Think of what kind of research or creative activity is most impactful on the profession, most meaningful to those who do it, and of most interest to humans outside the academy.  Chances are, we’re not talking about the shorter, small-bore articles in the explosion of academic journals over the past couple of decades, one that with online publishing shows no signs of abating.  Rather, it’s risky research, which sometimes comes up with an interesting result — and sometimes doesn’t.  It’s articles or books that because they take more data, or more time in the archives, or simply more time to think through, can be years in the making.  Having a reward system that insists upon a level of productivity, including grants and/or publications or creative activity, every year discourages that kind of risk or long-term thinking.  Rather, it leads people to crank out small-bore stuff to make sure that they meet what are now considered annual minimums.

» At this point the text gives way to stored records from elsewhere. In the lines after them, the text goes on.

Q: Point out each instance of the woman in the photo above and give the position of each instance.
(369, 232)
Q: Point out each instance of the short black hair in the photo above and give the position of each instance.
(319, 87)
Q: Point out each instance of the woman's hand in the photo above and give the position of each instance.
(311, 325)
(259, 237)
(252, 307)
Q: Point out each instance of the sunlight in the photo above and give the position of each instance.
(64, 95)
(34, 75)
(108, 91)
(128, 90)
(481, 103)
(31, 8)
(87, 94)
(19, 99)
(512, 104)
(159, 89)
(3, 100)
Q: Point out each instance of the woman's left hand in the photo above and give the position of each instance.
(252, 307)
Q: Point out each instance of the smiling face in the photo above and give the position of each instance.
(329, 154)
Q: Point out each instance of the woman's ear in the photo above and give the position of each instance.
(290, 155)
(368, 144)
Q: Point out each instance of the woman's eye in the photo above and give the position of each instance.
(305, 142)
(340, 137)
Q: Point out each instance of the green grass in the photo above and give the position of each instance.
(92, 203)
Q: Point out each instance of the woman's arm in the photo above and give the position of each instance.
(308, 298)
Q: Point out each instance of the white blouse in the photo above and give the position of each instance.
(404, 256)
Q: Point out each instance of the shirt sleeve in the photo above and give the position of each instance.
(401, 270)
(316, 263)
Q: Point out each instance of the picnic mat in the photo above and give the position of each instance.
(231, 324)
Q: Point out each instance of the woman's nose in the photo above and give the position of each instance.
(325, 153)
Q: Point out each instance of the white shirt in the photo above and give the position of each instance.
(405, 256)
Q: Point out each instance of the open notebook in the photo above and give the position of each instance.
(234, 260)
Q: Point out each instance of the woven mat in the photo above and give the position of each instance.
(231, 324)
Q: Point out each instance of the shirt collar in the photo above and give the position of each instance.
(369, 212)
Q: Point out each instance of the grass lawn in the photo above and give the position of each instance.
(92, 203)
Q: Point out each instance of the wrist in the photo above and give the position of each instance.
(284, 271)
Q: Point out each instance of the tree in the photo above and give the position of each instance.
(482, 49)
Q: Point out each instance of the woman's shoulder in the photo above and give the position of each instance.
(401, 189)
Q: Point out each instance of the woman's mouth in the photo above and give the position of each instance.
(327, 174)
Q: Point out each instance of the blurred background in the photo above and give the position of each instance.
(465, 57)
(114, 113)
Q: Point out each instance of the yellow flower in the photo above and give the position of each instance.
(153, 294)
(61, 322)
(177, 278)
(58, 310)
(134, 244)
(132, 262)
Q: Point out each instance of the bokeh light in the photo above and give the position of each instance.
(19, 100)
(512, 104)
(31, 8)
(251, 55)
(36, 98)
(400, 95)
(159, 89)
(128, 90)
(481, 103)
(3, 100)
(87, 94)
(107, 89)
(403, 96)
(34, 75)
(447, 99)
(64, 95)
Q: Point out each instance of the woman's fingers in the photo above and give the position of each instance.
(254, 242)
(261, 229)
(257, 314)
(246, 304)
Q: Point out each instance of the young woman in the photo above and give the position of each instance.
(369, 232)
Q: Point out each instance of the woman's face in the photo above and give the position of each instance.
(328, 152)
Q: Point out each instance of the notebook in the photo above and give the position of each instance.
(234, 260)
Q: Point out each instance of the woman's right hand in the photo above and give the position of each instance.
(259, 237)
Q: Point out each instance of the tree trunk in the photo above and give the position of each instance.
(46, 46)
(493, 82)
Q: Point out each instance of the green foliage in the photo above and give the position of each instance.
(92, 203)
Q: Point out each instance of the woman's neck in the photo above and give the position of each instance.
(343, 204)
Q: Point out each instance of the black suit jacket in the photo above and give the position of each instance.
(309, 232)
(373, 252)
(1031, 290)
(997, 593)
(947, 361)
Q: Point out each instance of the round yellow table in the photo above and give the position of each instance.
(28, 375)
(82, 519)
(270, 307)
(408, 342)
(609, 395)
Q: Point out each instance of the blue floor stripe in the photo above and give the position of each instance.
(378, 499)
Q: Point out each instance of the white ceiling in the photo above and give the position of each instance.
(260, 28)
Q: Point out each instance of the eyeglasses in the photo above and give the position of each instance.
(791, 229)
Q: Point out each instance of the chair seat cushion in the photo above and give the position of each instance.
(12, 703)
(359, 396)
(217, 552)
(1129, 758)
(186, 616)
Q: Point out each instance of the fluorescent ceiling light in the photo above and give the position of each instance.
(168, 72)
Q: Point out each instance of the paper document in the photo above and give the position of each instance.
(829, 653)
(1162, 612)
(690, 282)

This is not to belittle the many smaller advances and accretions of knowledge necessary to make those bigger leaps.  Those should be counted and valued, too.  But the labor necessary for such efforts would be captured in either a fine or broad evaluation system, and whether using one-, three-, or five-year averages.  Using longer-term averages allows faculty to do the smaller stuff on a more regular basis, or the bigger stuff while working on a longer horizon.

Of course, there are still ways to jerry-rig  one-year systems to account, somewhat, for longer-term or riskier activity: include works in progress, applications, submissions, and so forth.  But that makes evaluating such work very difficult, tricky, and time-consuming.  Great — let’s spend even more time writing out our merit reports and evaluating each other, and even less time teaching and doing research.

A university that actually valued research, and the faculty who do it, would trust its faculty more, and be wiling to give its faculty space and time to do their work.  That’s necessary for great research and great universities.  BGSU My esteemed university, on the other hand, is suspicious of its faculty and has little understanding of research beyond the vague sense that it should raise revenue (the same way our current bean-counters think of students: as a source of revenue).  And so it tries to make sure we’re doing something, anything, every year, at the hidden expense of bigger and, perhaps, better things.

In other words, at BGSU my esteemed university, we’re not only mediocre, but we’re trying to enforce and reward mediocrity.